We found out we were expecting twins while mom & dad had moved to Maryland during the construction boom. As soon as we told them, they sent us house-hunting for them so they could move nearby. 2 months later, they moved in and started remodeling. Once finished, they bought the old 2 1/2 story house next door to remodel and sell. Only a month into the work, Daddy got sick. His cough just wouldn't go away. He went to the doctor to get some cough medicine. They did a chest x-ray, and the next day, on a Saturday, the doc called he and Mom and asked them to come to the clinic right away. There was a tumor.
A month later, I had the boys.
6 months later, he was gone.
I miss you, Daddy.
~:<

7 comments:

Mrs.H said...

I lost my dad several years ago and I still don't know that I'm up to talking about him. Mr. H is having his first Father's Day without his Pop.
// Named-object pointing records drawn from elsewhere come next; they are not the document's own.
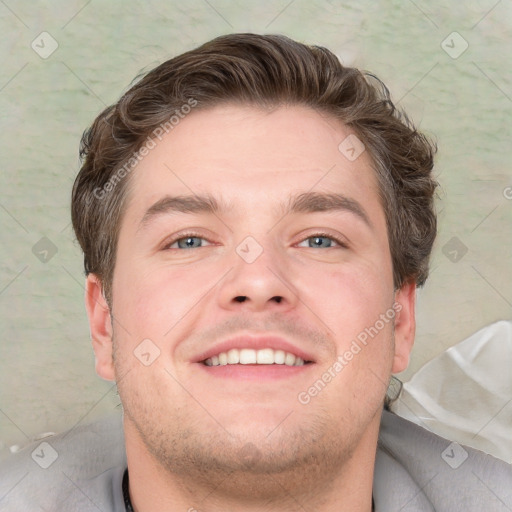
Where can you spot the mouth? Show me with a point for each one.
(249, 356)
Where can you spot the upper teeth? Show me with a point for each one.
(251, 356)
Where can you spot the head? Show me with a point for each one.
(252, 147)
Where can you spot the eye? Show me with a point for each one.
(187, 241)
(322, 240)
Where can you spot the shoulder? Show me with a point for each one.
(418, 470)
(80, 469)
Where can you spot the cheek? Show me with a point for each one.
(348, 299)
(151, 300)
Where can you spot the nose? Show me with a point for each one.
(259, 284)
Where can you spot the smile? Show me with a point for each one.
(265, 356)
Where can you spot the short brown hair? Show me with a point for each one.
(265, 71)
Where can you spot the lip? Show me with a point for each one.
(256, 343)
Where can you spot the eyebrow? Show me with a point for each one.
(307, 202)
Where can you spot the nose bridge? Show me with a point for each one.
(259, 276)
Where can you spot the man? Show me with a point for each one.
(255, 219)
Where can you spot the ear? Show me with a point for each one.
(100, 326)
(405, 325)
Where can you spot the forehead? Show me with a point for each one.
(248, 156)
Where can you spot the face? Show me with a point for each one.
(293, 263)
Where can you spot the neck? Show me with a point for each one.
(328, 487)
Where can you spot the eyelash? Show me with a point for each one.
(182, 236)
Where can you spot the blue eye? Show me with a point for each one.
(321, 241)
(187, 242)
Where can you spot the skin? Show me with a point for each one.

You've made me think about my dad and maybe in the next little while, I'll write about him.

Thanks.

watercolordaisy said...

Hugs hun.

From the Doghouse said...

I'm glad you had a (step) dad worthy of missing.

And I hope you tell your siblings exactly where they can go, complete with directions, when they make those comments.

Deanna said...

Some hurts don't ever go away... they just settle into your heart right along with the memories.

Mrs.H said...

Clucky, you mentioned the Glamor Cat
Here's a picture I took last year. She's the calico. Mrs. Jones is black & white.

Mrs.H said...

sorry, forgot the address:
http://mrshatlarge.blogspot.com/2007/10/bookends.html

black betty said...

thank goodness for your stepdad...i had two and neither one of them were worth a toot.